S.S. Legacy whale watching as humpback whales feed.

Not as large but equally incredible, if not a tab bit intimidating, are killer whales or orcas that cruise Alaska’s waters, usually in pods, on the hunt for feeding opportunities. You will get serious bonus points if you spot a pod of killer whales or orcas and their distinct fins and coloring racing along the water. Beside their smaller size (small as in only 20-some feet long and 10,000 pounds compared to the 50-foot, 30-ton humpback or the 50-foot, 40-ton gray whale), these savvy hunters are known for their distinct black-and-white coloring, dorsal fin and teeth. And you might be surprised to learn that while they’re known as “killer whales”, they’re technically within the dolphin family, which is something of a mindbender. Nonetheless, when a pod of a half dozen orcas swim or surface around your boat during a cruise, it will give you goosebumps and is the big-time bonus any wildlife watching trip.

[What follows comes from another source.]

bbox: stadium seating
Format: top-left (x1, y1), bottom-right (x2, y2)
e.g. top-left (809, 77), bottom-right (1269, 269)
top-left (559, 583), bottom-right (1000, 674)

Beluga whales can also be found in Alaska, both in their native Arctic Ocean habitat as well as in warmer shoreline waters in the summer. Belugas are most often spotted between mid July through August for example when the salmon are running in Cook Inlet. They may also be seen near Nome on the Seward Peninsula, in Alaska’s Far North, later in the fall as they follow the tomcod migration down the coast.

When to Go Whale Watching in Alaska

Summertime, between May and September, is prime whale watching season in Alaska. Whether experiencing a humpback or gray/grey whale smoothly gliding out of the water for a quick breath, or watching one, a pair or a pod breaching seemingly defy gravity by launching out of the water for an epic twisting splashdown followed by a whiplash tail-smack splash, whale watching in Alaska is filled with moments of sheer joy and shake-your-head unbelievability. It is often difficult for many Alaska visitors to even wrap their brains around whales’ immense size, speed and power when these seemingly serene mammals are seen in person. And if you think you’ve traveled great distances to get to Alaska, just imagine the long journeys that humpback and gray whales make across oceans just to spend their summers in Alaska’s welcoming waters.

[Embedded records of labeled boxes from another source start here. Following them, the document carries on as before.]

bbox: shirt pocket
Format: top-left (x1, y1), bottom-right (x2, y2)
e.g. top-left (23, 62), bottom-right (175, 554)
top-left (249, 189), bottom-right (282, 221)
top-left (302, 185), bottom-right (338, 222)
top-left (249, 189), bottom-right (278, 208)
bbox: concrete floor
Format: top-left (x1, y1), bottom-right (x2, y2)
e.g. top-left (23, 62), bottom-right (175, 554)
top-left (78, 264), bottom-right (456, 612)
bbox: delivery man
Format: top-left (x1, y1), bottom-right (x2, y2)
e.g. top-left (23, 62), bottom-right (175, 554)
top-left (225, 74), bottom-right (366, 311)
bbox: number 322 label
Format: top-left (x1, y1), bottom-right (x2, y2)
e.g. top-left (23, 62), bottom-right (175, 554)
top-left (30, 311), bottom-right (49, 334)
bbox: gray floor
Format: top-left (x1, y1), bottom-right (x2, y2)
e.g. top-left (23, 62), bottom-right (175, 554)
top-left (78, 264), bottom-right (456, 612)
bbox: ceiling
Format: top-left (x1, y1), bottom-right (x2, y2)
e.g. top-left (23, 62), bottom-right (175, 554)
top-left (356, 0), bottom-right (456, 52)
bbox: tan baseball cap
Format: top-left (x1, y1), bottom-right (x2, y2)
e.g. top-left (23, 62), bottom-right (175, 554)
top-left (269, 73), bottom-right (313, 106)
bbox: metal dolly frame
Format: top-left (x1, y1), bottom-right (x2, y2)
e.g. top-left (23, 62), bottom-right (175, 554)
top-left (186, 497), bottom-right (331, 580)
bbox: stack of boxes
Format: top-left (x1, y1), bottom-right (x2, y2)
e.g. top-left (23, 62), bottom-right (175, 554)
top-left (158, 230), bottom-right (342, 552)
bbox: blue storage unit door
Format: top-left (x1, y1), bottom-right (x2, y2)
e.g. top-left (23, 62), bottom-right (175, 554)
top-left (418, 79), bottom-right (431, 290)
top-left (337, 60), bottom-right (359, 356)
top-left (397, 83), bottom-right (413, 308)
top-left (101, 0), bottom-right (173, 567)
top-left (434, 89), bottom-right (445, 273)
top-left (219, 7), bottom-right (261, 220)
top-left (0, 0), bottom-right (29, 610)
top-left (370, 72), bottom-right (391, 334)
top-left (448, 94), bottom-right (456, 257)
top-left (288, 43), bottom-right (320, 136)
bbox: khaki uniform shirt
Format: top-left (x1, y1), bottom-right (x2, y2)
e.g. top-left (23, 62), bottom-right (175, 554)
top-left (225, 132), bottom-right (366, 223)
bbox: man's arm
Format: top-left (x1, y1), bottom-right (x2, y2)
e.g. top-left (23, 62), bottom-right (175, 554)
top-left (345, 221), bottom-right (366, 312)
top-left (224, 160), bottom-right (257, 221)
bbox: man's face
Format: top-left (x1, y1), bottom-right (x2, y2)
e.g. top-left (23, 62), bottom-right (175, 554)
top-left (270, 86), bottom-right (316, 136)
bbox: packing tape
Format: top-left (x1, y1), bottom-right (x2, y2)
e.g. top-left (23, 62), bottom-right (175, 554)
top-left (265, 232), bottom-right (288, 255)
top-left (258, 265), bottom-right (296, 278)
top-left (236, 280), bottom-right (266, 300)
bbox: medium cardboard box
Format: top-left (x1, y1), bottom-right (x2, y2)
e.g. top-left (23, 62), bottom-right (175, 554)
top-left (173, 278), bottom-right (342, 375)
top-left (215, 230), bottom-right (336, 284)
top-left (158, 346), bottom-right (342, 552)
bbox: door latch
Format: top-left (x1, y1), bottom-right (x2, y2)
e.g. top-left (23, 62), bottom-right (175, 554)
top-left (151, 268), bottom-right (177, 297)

Do I Need to Book a Whale Watching Cruise in Advance?

Like all of Alaska’s rockstar wildlife, you could luck out and see whales on your own just by taking a water taxi or a ferry, if you are in the right place at the right time. Small pods of the porpoise-like (but toothed) beluga whales make occasional appearances in Turnagain Arm just a few miles south of Anchorage along the Seward Highway – and when they do, most of Anchorage is talking about it! You may also see whales pop up on the watery horizon while strolling along a rocky beach in Homer or Seward. And if you’re on a cruise ship traveling the spectacular Inside Passage, you might just see a whale or two from your vessel.

Humpback whales feeding as seen on a Juneau whale watching tour.

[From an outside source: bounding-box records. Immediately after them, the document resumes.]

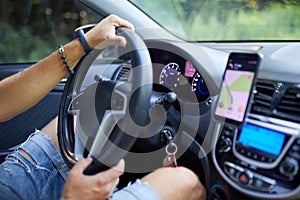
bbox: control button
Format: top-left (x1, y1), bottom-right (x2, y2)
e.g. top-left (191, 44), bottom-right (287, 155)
top-left (279, 157), bottom-right (299, 176)
top-left (289, 151), bottom-right (300, 160)
top-left (253, 178), bottom-right (263, 189)
top-left (260, 156), bottom-right (266, 162)
top-left (238, 171), bottom-right (253, 186)
top-left (218, 138), bottom-right (232, 153)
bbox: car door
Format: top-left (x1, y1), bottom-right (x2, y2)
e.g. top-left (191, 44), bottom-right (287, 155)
top-left (0, 0), bottom-right (98, 155)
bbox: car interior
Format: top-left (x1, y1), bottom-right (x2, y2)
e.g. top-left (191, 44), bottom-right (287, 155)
top-left (0, 0), bottom-right (300, 200)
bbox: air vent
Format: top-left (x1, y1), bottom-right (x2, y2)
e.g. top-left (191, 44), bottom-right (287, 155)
top-left (117, 65), bottom-right (131, 82)
top-left (251, 81), bottom-right (275, 114)
top-left (275, 86), bottom-right (300, 122)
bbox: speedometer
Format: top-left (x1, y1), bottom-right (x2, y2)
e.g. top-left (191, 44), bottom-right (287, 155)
top-left (192, 72), bottom-right (208, 95)
top-left (159, 62), bottom-right (181, 87)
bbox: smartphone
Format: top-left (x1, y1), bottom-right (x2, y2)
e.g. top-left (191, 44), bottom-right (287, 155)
top-left (215, 53), bottom-right (261, 124)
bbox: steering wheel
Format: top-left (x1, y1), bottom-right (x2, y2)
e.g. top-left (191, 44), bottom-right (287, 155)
top-left (58, 28), bottom-right (153, 174)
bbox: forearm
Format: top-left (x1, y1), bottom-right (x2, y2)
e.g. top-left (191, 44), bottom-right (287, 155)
top-left (0, 39), bottom-right (84, 121)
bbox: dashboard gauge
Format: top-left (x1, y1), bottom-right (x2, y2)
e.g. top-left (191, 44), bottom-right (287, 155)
top-left (159, 62), bottom-right (181, 87)
top-left (192, 72), bottom-right (209, 95)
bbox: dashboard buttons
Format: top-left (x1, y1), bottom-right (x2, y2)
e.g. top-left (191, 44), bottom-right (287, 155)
top-left (224, 161), bottom-right (276, 192)
top-left (279, 157), bottom-right (299, 176)
top-left (238, 171), bottom-right (253, 185)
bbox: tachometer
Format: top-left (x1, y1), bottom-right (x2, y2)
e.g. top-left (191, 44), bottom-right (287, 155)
top-left (192, 72), bottom-right (208, 95)
top-left (159, 62), bottom-right (181, 87)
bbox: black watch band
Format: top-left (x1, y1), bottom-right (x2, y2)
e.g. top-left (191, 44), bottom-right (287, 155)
top-left (75, 29), bottom-right (92, 54)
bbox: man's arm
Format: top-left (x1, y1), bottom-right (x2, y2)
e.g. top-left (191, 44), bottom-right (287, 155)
top-left (0, 15), bottom-right (133, 121)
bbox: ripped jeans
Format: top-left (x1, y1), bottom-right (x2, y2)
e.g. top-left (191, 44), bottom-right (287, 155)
top-left (0, 131), bottom-right (70, 199)
top-left (0, 130), bottom-right (160, 200)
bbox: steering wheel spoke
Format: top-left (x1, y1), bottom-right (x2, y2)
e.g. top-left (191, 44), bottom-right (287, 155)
top-left (58, 28), bottom-right (153, 174)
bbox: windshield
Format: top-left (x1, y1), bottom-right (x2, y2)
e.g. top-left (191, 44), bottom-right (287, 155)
top-left (131, 0), bottom-right (300, 41)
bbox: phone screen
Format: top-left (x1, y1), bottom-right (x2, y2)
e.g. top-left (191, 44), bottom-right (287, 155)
top-left (215, 53), bottom-right (260, 122)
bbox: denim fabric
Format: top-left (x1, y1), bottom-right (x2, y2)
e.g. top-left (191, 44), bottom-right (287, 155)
top-left (109, 179), bottom-right (160, 200)
top-left (0, 130), bottom-right (160, 200)
top-left (0, 131), bottom-right (69, 200)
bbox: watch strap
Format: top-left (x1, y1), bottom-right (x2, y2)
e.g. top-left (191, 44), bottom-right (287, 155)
top-left (75, 29), bottom-right (92, 54)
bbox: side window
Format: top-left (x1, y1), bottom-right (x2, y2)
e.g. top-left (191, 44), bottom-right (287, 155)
top-left (0, 0), bottom-right (101, 63)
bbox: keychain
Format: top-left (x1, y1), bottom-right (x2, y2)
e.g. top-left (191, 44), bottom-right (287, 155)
top-left (164, 142), bottom-right (178, 167)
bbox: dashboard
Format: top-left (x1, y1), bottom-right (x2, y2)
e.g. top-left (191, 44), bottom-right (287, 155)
top-left (149, 48), bottom-right (210, 102)
top-left (82, 40), bottom-right (300, 200)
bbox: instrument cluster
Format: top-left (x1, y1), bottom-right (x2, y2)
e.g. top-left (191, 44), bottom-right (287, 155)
top-left (150, 49), bottom-right (209, 102)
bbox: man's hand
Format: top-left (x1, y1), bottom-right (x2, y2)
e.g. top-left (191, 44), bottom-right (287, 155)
top-left (61, 159), bottom-right (124, 200)
top-left (86, 15), bottom-right (134, 49)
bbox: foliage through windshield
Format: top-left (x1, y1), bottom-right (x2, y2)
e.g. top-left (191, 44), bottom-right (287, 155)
top-left (131, 0), bottom-right (300, 41)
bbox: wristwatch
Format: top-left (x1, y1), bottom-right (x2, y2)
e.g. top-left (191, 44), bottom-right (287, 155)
top-left (74, 29), bottom-right (92, 54)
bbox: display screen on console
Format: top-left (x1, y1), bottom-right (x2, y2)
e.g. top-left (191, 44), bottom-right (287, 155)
top-left (215, 53), bottom-right (259, 122)
top-left (238, 124), bottom-right (285, 156)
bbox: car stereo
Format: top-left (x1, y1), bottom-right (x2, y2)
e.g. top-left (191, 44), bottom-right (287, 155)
top-left (213, 53), bottom-right (300, 199)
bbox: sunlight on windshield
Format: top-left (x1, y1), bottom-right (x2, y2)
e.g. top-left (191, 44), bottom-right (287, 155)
top-left (131, 0), bottom-right (300, 41)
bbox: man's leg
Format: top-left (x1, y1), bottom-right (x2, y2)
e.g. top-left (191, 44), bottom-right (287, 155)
top-left (41, 117), bottom-right (59, 151)
top-left (142, 167), bottom-right (206, 200)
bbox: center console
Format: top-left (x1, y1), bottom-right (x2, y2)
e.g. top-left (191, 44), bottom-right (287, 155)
top-left (213, 52), bottom-right (300, 199)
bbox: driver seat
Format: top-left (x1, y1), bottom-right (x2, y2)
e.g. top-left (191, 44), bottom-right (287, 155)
top-left (0, 92), bottom-right (61, 163)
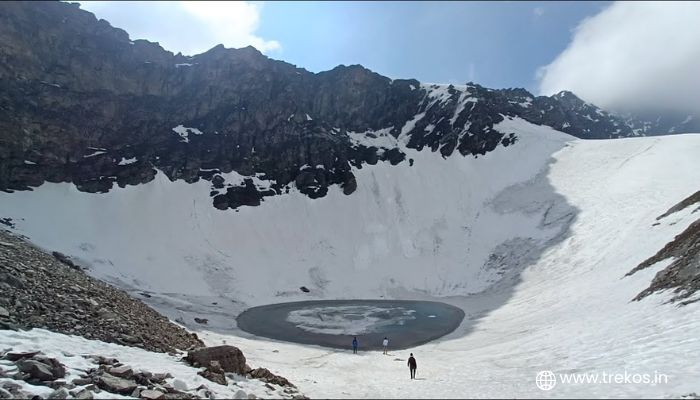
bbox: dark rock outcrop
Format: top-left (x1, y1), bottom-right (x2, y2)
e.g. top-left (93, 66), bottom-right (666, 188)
top-left (0, 230), bottom-right (203, 357)
top-left (0, 2), bottom-right (688, 210)
top-left (627, 191), bottom-right (700, 305)
top-left (185, 345), bottom-right (249, 375)
top-left (248, 368), bottom-right (295, 387)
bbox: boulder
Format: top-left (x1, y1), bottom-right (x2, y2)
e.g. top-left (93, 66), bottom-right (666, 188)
top-left (185, 345), bottom-right (246, 375)
top-left (248, 368), bottom-right (295, 387)
top-left (34, 357), bottom-right (66, 379)
top-left (97, 374), bottom-right (138, 395)
top-left (197, 361), bottom-right (228, 386)
top-left (4, 351), bottom-right (41, 361)
top-left (17, 360), bottom-right (58, 381)
top-left (141, 390), bottom-right (165, 400)
top-left (47, 388), bottom-right (68, 400)
top-left (107, 365), bottom-right (134, 379)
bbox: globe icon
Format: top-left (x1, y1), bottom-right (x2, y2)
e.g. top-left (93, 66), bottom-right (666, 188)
top-left (535, 371), bottom-right (557, 390)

But the best way to boost your likelihood of seeing whales in the wild is connecting with Alaska whale watching tour companies that take travelers in boats large and small, directly to the whale-watching hot spots in Kenai Fjords National Park (Seward), Kachemak Bay (Homer), Juneau along the famed Inside Passage, and in Prince William Sound (Valdez, Whittier). These whale watching day tours often feature Alaska naturalists who educate you all about the wildlife you are experiencing, from their behavior, feeding and mating habits to their habitats and more.

Where to Go Whale Watching in Alaska

One of the best things about coming to Alaska is the variety of whale watching opportunities available to visitors across the state, especially in peak migration season in the summer. We Alaskans like to say that

Inside Passage, Icy Strait and Juneau Whale Watching Cruises

For those traveling to or from Alaska on a cruise ship through Southeast’s Inside Passage, the region’s Glacier Bay National Park and Icy Strait are delightful destinations for taking whale watching day trips out of one of the handful of pretty port towns along this popular Alaska cruise route. And cruise passengers wanting more than a day of whale watching fun can make a package deal out of this excursion, adding on an overnight at one or two at some of Alaska’s finest lodge accommodations.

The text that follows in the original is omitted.